A library of organizational documents — product notes, project briefs, partner threads, PDFs, READMEs, hand-written guidance, and decisions agents have made along the way. Each document carries metadata:

* **Scope** — where in the organization it lives (a product, a project, a team).
* **Sensitivity** — public, partner, internal, or secret.
* **Source** — where the content originally came from.
* **Owner and team** — who keeps it current.

## How agents use it

When an agent answers, the platform pulls the most relevant chunks from the hub — filtered by sensitivity tier, scope, and recency — and includes them in the prompt. The agent answers from those chunks, with citations back to the source documents.

If you ask "what's our deployment story for Project X?", you'll get an answer pulled from the actual Project X documents, with references — not a guess based on what "deployment" usually looks like.

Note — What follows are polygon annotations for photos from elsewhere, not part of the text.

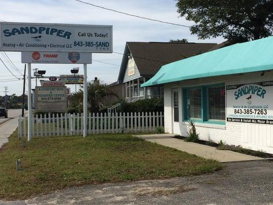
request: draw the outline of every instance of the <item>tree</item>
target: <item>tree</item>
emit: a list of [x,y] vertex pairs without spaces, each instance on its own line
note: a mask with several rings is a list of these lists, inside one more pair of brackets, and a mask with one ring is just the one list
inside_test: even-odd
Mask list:
[[234,43],[272,33],[272,0],[176,1],[181,16],[196,24],[192,34],[201,39],[223,36]]
[[[81,87],[82,88],[82,87]],[[109,97],[116,96],[115,92],[106,85],[100,84],[99,80],[89,82],[88,88],[88,107],[91,113],[97,113],[100,108],[109,106]],[[82,112],[83,107],[83,91],[81,89],[72,96],[72,106],[79,112]]]
[[187,39],[186,38],[182,38],[181,39],[177,39],[176,40],[174,40],[171,39],[170,40],[169,43],[188,43]]

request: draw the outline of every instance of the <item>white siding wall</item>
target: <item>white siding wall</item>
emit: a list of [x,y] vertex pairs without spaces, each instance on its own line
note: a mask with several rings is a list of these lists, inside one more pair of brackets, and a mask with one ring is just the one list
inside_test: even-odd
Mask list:
[[[273,72],[232,75],[227,76],[207,77],[179,83],[165,84],[164,86],[164,125],[166,132],[173,133],[173,109],[172,89],[178,88],[179,93],[179,127],[180,133],[186,136],[186,122],[182,121],[183,87],[225,83],[226,85],[246,84],[273,80]],[[272,93],[273,95],[273,93]],[[218,142],[221,139],[229,145],[241,145],[245,148],[263,150],[273,153],[273,125],[226,121],[225,126],[196,123],[201,139]]]

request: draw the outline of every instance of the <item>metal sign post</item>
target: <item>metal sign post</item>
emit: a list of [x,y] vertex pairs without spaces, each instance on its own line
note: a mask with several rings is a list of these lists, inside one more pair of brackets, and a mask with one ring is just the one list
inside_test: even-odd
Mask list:
[[83,137],[87,136],[87,65],[83,64]]
[[30,140],[32,136],[32,106],[31,105],[31,64],[28,64],[28,141]]

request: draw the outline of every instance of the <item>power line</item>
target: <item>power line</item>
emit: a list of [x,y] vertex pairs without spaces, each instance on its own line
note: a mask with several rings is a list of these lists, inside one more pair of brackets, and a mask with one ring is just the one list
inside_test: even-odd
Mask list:
[[4,64],[4,65],[5,66],[5,67],[6,67],[6,68],[7,68],[7,69],[8,69],[8,70],[9,71],[9,72],[10,73],[11,73],[11,74],[12,75],[13,75],[15,77],[16,77],[16,78],[18,78],[19,79],[18,77],[17,77],[16,76],[16,75],[15,75],[13,73],[12,73],[12,72],[10,71],[10,69],[9,69],[9,68],[7,67],[7,66],[6,65],[6,64],[5,64],[5,63],[4,63],[4,61],[2,60],[2,59],[0,57],[0,60],[1,60],[1,61],[3,63],[3,64]]
[[20,74],[20,75],[23,75],[23,73],[21,72],[21,71],[20,71],[15,66],[15,65],[13,64],[13,62],[12,62],[12,61],[10,59],[10,58],[9,58],[9,56],[8,55],[8,54],[7,54],[7,53],[6,53],[5,51],[3,52],[4,54],[5,55],[6,55],[6,56],[7,56],[7,57],[8,58],[8,59],[9,60],[10,63],[11,64],[11,65],[13,67],[13,68],[14,68],[14,69],[17,71],[17,72]]
[[11,67],[12,69],[14,69],[16,72],[17,72],[18,73],[20,74],[20,75],[22,75],[22,73],[20,72],[20,71],[19,71],[17,68],[16,68],[14,66],[12,65],[12,62],[11,61],[11,60],[9,58],[9,57],[7,55],[4,55],[5,53],[4,52],[1,52],[1,55],[2,55],[3,57],[3,59],[5,60],[9,65],[10,67]]
[[187,28],[191,28],[191,26],[189,26],[183,25],[182,24],[174,24],[174,23],[173,23],[164,22],[163,20],[157,20],[157,19],[153,19],[153,18],[148,18],[148,17],[146,17],[140,16],[138,16],[138,15],[137,15],[131,14],[128,13],[122,12],[121,11],[117,11],[116,10],[109,9],[109,8],[106,8],[106,7],[103,7],[101,6],[96,5],[95,4],[91,4],[91,3],[89,3],[88,2],[83,2],[83,1],[80,1],[80,0],[75,0],[75,1],[76,1],[77,2],[80,2],[80,3],[82,3],[82,4],[88,4],[89,5],[93,6],[95,7],[100,8],[101,9],[108,10],[109,11],[113,11],[114,12],[121,13],[122,14],[125,14],[125,15],[129,15],[129,16],[131,16],[136,17],[137,18],[143,18],[143,19],[146,19],[146,20],[152,20],[152,21],[154,21],[154,22],[162,23],[163,23],[163,24],[171,24],[172,25],[179,26],[182,26],[182,27],[187,27]]
[[101,63],[104,64],[112,65],[112,66],[118,66],[118,67],[120,66],[118,65],[110,64],[110,63],[103,62],[103,61],[100,61],[100,60],[94,60],[94,59],[93,59],[93,61],[95,61],[96,62]]
[[[115,52],[115,51],[113,51],[113,53],[117,53],[118,54],[120,54],[120,55],[125,55],[125,56],[129,56],[129,55],[127,55],[127,54],[124,54],[124,53],[119,53],[118,52]],[[158,62],[158,63],[162,63],[162,64],[167,64],[168,63],[167,62],[165,62],[165,61],[159,61],[159,60],[153,60],[152,59],[150,59],[150,58],[145,58],[145,57],[139,57],[139,56],[136,56],[135,55],[133,55],[133,57],[134,57],[134,58],[140,58],[140,59],[143,59],[144,60],[150,60],[150,61],[154,61],[155,62]]]

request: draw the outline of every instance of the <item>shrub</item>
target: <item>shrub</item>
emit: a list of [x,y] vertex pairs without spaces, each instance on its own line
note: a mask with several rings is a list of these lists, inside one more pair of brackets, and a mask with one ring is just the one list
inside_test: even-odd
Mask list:
[[187,137],[186,141],[196,142],[199,140],[199,135],[196,133],[196,128],[195,128],[195,121],[192,119],[188,121],[190,124],[188,132],[187,132]]
[[219,145],[218,145],[218,148],[219,148],[219,149],[221,148],[224,148],[225,146],[225,142],[223,141],[222,139],[220,140]]
[[157,134],[164,133],[164,128],[162,127],[157,127],[156,132]]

## Working with the knowledge hub

* **From Claude Desktop or Claude Code.** Install the [Knowledge Hub MCP server](/developers/components/mcp-cerebrum-kb). It exposes four tools: search, fetch, list, and node-with-neighbors.
* **From the dashboard.** The admin surface lets you edit documents directly. Edits sync to the search index within about a minute.
* **From agents themselves.** Workers record their decisions as they happen, so today's reasoning becomes tomorrow's searchable context.